Я усмехнулся. О системы карточных игр копий сломано немало. Везунчиков объявляли и провидцами, и волшебниками, и что случалось гораздо чаще – шулерами. Но всё было гораздо прозаичнее: хорошие игроки просто умеют считать. Один мой друг, капитан Белов, убили его в позапрошлом году, под Кунейтрой, говорил: – В покере главное – дуэль разумов.
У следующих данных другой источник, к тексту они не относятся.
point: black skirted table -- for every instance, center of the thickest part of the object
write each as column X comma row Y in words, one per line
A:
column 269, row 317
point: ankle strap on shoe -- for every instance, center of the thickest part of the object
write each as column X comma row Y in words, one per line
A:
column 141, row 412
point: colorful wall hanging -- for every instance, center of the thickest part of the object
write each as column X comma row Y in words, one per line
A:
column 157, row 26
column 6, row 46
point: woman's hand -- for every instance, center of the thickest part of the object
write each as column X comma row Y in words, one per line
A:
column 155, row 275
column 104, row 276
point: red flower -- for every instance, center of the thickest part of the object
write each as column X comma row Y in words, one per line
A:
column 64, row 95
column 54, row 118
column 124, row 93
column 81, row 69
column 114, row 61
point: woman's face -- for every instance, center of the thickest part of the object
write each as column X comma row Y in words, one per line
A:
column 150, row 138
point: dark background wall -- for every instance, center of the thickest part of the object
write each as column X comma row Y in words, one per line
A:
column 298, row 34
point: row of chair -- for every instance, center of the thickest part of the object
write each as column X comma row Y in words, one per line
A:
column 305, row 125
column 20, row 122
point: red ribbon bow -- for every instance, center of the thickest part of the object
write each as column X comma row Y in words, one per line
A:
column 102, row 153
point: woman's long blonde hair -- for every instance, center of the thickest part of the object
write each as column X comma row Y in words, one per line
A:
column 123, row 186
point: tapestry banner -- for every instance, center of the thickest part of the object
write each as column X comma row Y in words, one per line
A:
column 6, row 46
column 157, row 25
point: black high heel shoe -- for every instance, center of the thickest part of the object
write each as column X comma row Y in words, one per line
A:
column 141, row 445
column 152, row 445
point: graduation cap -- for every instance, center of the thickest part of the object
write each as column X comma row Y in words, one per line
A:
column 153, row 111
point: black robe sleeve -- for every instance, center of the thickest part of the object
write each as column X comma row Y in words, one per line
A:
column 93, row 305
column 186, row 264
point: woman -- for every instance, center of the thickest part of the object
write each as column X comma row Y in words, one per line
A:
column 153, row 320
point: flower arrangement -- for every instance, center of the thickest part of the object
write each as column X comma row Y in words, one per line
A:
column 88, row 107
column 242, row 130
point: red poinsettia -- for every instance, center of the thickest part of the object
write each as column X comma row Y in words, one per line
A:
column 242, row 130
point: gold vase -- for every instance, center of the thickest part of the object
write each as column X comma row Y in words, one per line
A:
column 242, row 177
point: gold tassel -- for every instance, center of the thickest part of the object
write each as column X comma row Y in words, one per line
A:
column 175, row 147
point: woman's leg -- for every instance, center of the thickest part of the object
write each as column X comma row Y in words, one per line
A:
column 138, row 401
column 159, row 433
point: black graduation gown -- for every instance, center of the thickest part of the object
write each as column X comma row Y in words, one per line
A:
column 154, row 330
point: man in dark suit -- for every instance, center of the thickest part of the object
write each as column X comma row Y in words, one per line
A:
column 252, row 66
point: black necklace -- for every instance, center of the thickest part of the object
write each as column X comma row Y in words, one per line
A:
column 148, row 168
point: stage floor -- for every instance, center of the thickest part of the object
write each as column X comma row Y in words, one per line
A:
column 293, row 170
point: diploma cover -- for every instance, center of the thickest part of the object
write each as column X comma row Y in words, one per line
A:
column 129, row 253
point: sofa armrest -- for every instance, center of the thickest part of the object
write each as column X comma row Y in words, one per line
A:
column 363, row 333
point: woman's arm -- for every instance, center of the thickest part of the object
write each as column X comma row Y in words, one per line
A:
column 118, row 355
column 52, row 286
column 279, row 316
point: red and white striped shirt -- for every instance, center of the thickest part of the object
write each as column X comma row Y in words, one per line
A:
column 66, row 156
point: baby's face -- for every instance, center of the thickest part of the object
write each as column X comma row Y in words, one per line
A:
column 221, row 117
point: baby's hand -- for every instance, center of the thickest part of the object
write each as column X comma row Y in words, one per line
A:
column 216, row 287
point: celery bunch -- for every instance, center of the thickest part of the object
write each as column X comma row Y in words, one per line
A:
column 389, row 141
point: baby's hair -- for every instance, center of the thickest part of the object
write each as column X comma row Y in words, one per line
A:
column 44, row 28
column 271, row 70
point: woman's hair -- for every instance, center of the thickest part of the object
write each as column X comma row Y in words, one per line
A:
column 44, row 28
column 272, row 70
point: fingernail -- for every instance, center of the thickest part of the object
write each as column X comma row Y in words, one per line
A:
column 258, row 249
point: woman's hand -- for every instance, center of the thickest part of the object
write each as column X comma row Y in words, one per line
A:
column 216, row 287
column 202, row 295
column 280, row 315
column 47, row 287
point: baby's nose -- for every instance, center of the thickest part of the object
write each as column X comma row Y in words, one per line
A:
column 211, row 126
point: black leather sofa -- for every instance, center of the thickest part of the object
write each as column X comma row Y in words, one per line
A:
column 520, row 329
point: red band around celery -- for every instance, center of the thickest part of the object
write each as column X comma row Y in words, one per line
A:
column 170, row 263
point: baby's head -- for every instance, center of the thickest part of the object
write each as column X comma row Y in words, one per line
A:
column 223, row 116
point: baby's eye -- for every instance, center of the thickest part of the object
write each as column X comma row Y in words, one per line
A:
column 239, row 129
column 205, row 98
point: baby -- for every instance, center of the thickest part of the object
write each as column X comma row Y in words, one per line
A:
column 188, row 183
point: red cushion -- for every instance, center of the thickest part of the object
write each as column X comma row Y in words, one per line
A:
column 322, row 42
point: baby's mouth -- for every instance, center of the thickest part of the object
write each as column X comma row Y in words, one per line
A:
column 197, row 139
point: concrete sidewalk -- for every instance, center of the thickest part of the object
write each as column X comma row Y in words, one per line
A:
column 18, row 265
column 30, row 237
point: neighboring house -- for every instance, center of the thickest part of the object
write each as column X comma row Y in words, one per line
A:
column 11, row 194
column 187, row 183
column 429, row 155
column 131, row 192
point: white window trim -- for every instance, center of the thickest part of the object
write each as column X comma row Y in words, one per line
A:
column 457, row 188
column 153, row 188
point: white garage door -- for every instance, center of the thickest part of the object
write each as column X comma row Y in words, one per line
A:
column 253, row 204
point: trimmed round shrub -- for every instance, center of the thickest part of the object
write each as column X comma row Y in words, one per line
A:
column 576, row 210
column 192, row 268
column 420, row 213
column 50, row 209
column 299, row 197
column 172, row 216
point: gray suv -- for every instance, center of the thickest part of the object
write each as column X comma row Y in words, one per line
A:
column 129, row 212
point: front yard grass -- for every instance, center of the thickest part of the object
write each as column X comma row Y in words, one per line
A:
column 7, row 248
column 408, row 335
А карты нужны, чтобы руки занять…
Про Геру покойный Белов не сказал бы, что он хороший игрок.
И тут нас накрыла вторая волна. Женщина в белом возникла внезапно, как светящееся веретено от пола до потолка. Теперь было явственно видно голову, плечи, довольно таки пышную грудь, талию, длинные ноги… Щеки, которые раньше казались мучнистыми подушками, сейчас втянулись, черты лица её сделались чёткими, волосы не казались более паутиной, а серебряным каскадом спадали ниже талии. Молодая женщина. При жизни, наверное, красивая…
Сейчас рот её был распахнут в крике, а руки с острыми длинными ногтями тянулись к нам. Женщина была вся бледная, прозрачная, как Кентервильское приведение из мультика, и целостность облика портило лишь одно: с прозрачных ногтей её капали вполне настоящие капли крови.
С тяжелым стуком плюхались они на пол, быстро бурели и подёргивались сизой плёнкой.
– А-А-А!… – пуще прежнего заверещал Гера. – Убери её от меня!